薔薇色って何色?――ロト7で人生をやり直すはずが、敏腕弁護士の執着愛に捕まりました――

第七話 ――新しい部屋、新しい番号、そして隣には――

あのあと、未來から届いた二通のLINEには返事をしなかった。

『奏、今どこにいるの?』

『今日、家にいないよね?』

なぜそんなことを知っているのか。考えれば考えるほど嫌な想像ばかりが浮かんだけれど、大雅さんから「今夜は触るな」と止められ、旧スマートフォンは既読もつけず、そのまま残すことになった。

返信するかどうかは明日、落ち着いてから決める。

それが、一時間だけと決めて行った話し合いの最後に決まったことだった。

そのあと私は、改めて八階の部屋へ案内された。

昼間にも一度見ているのに、“今夜からここで寝る”と思った途端、同じ部屋がまるで違って見える。

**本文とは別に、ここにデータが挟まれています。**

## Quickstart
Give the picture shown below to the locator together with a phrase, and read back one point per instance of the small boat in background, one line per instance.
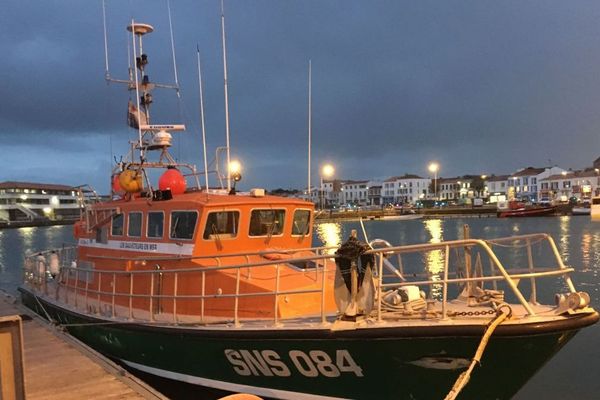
(595, 207)
(515, 208)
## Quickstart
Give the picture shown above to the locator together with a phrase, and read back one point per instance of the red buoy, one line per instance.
(172, 180)
(116, 186)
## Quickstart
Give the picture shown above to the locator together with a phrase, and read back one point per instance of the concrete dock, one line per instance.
(57, 366)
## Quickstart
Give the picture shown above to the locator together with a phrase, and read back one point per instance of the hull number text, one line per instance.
(312, 364)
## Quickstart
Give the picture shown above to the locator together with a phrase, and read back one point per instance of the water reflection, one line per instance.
(435, 259)
(330, 234)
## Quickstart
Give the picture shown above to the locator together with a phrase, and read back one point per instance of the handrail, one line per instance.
(100, 288)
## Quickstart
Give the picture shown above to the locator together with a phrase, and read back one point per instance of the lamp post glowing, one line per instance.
(433, 168)
(327, 171)
(234, 170)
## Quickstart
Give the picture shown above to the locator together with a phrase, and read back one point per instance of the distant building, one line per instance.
(448, 188)
(374, 193)
(579, 184)
(497, 187)
(524, 184)
(405, 189)
(355, 192)
(27, 201)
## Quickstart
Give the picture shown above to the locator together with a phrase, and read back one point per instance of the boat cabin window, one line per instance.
(183, 224)
(102, 235)
(134, 227)
(222, 224)
(266, 222)
(301, 224)
(117, 225)
(155, 224)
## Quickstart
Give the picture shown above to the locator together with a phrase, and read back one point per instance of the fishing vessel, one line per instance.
(516, 208)
(222, 289)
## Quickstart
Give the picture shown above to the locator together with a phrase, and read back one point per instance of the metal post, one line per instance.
(445, 293)
(467, 236)
(114, 291)
(276, 302)
(151, 303)
(237, 299)
(130, 296)
(99, 290)
(533, 297)
(202, 300)
(323, 320)
(175, 282)
(379, 289)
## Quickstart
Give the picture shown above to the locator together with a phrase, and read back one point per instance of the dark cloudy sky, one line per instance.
(479, 86)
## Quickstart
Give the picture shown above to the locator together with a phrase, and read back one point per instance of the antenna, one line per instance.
(106, 73)
(173, 49)
(137, 87)
(202, 118)
(226, 95)
(309, 119)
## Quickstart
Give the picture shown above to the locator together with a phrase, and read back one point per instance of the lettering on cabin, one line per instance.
(138, 246)
(311, 365)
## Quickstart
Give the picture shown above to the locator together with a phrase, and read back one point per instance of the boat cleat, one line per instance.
(572, 303)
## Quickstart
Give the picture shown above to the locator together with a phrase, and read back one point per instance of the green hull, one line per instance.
(387, 363)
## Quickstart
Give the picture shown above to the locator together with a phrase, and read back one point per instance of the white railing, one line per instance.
(99, 291)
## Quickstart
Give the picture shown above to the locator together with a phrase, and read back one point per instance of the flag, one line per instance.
(134, 117)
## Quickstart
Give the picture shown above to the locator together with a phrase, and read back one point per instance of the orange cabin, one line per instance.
(196, 232)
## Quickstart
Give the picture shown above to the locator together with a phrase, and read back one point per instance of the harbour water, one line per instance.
(571, 374)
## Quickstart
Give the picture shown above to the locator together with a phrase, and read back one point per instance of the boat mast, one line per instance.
(226, 96)
(173, 50)
(202, 118)
(309, 120)
(106, 73)
(138, 64)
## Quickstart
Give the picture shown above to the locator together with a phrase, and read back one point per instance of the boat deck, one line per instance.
(59, 367)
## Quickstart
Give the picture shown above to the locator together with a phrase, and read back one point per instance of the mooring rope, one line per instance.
(463, 378)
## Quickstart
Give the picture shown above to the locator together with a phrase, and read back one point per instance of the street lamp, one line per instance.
(235, 173)
(433, 168)
(326, 171)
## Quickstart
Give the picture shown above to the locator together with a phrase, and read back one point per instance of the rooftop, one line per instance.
(33, 185)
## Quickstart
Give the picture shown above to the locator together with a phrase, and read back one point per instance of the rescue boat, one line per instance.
(222, 289)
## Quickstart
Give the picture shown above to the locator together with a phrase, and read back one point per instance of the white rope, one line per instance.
(463, 378)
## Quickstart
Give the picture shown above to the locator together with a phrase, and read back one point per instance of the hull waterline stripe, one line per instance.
(230, 387)
(142, 247)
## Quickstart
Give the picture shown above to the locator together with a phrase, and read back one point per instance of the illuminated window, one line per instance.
(117, 225)
(134, 227)
(221, 224)
(155, 224)
(183, 224)
(266, 222)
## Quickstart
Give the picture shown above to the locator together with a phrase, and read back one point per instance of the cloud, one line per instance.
(480, 87)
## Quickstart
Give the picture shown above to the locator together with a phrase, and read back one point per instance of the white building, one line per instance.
(497, 187)
(578, 184)
(524, 184)
(405, 189)
(23, 201)
(355, 192)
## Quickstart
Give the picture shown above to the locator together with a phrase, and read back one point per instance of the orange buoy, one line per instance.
(131, 181)
(116, 186)
(172, 180)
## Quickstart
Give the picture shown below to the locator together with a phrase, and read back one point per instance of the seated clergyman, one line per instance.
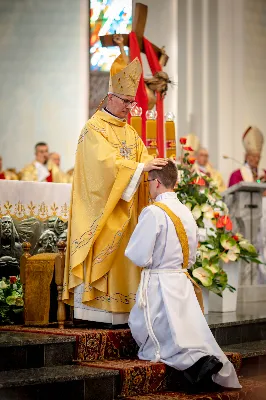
(167, 321)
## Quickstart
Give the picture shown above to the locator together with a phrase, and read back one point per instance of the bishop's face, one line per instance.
(120, 105)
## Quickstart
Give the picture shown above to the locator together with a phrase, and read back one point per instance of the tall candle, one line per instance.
(136, 123)
(151, 132)
(170, 135)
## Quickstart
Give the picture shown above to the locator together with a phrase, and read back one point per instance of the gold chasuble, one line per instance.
(101, 222)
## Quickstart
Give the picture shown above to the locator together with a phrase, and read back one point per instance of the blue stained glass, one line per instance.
(107, 17)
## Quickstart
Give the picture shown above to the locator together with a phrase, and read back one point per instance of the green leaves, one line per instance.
(11, 300)
(246, 245)
(204, 275)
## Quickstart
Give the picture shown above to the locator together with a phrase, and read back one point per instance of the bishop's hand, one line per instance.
(118, 40)
(156, 163)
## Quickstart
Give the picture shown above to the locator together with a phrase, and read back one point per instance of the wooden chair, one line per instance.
(36, 274)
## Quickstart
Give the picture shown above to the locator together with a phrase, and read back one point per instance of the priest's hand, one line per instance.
(156, 163)
(118, 40)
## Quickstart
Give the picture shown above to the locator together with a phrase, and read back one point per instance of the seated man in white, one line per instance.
(167, 321)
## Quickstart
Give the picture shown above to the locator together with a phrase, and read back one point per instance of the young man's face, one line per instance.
(42, 154)
(154, 185)
(120, 105)
(55, 158)
(253, 159)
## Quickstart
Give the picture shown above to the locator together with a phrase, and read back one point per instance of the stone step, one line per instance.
(137, 377)
(251, 390)
(66, 382)
(112, 344)
(31, 350)
(253, 357)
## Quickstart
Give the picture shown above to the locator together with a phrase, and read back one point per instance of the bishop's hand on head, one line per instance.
(118, 39)
(156, 163)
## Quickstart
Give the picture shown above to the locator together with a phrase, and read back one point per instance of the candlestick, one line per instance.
(170, 136)
(136, 120)
(151, 132)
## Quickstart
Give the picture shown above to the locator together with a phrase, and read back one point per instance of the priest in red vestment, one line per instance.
(42, 169)
(250, 172)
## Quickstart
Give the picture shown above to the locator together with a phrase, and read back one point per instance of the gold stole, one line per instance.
(182, 236)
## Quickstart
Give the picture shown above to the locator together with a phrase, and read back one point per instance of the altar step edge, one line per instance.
(67, 382)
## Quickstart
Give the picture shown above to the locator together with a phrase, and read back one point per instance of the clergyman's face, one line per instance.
(120, 105)
(253, 159)
(202, 157)
(153, 187)
(42, 154)
(6, 227)
(55, 158)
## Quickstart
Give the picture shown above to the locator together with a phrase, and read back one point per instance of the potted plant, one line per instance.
(219, 248)
(11, 301)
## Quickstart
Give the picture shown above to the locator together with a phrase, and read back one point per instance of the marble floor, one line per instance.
(245, 312)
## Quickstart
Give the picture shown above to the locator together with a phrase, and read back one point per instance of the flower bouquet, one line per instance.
(11, 300)
(218, 243)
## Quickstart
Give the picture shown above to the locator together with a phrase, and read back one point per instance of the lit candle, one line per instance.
(170, 135)
(136, 120)
(151, 132)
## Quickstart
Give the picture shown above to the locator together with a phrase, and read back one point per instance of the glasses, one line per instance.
(128, 103)
(155, 179)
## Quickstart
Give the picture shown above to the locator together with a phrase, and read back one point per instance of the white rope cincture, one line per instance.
(143, 303)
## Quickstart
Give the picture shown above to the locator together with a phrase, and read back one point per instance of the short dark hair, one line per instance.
(167, 175)
(40, 144)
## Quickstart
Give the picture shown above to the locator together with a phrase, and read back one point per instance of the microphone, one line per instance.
(233, 159)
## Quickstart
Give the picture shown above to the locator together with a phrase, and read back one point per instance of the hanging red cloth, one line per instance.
(155, 66)
(141, 96)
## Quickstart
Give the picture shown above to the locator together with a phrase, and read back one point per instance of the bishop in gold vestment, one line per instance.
(108, 193)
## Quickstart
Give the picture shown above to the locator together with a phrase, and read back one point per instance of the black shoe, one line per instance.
(199, 375)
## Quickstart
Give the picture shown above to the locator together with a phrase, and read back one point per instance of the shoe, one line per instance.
(199, 375)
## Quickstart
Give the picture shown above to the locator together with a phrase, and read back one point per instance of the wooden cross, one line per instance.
(138, 26)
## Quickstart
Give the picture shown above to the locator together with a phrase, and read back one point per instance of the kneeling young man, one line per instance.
(167, 321)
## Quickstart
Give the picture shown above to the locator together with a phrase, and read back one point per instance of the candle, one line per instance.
(151, 132)
(170, 135)
(136, 123)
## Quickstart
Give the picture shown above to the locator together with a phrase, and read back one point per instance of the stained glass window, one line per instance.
(107, 17)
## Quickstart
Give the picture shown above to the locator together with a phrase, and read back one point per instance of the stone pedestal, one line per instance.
(244, 201)
(228, 302)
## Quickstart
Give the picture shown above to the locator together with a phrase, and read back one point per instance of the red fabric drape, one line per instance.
(155, 67)
(141, 96)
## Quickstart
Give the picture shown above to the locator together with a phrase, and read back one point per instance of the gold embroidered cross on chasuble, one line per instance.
(109, 153)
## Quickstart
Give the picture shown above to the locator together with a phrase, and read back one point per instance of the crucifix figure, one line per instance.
(138, 26)
(158, 82)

昼間は、広いなとか、家具も家電も揃っているんだとか、隣が本当に陸斗さんの部屋なんだと知って、

――近っ。

なんて思っていただけだった。

でも今は、自分の部屋から必要な物だけを持ち出し、次にいつ戻れるかも分からないままここへ来ている。

一時避難。

引っ越したわけではないし、元の部屋の鍵だってまだ持っている。それでも、スーツケースとボストンバッグを足元へ置いて玄関に立つと、“避難”という言葉だけが急に現実味を持った。

「神宮寺さん」

隣に立っていた陸斗さんから、八階用のカードキーを渡される。

「昼間にも説明しましたが、八階から上へ行く場合はエレベーター内で認証、そのあとセキュリティ扉でもう一度認証してください」

「二回ですよね」

「はい」

外から見れば普通の都市型ビルなのに、八階から上は別世界みたいに厳重だ。

昼間は“すごいな”くらいにしか思わなかったけれど、今はその面倒なくらいのセキュリティがありがたく感じる。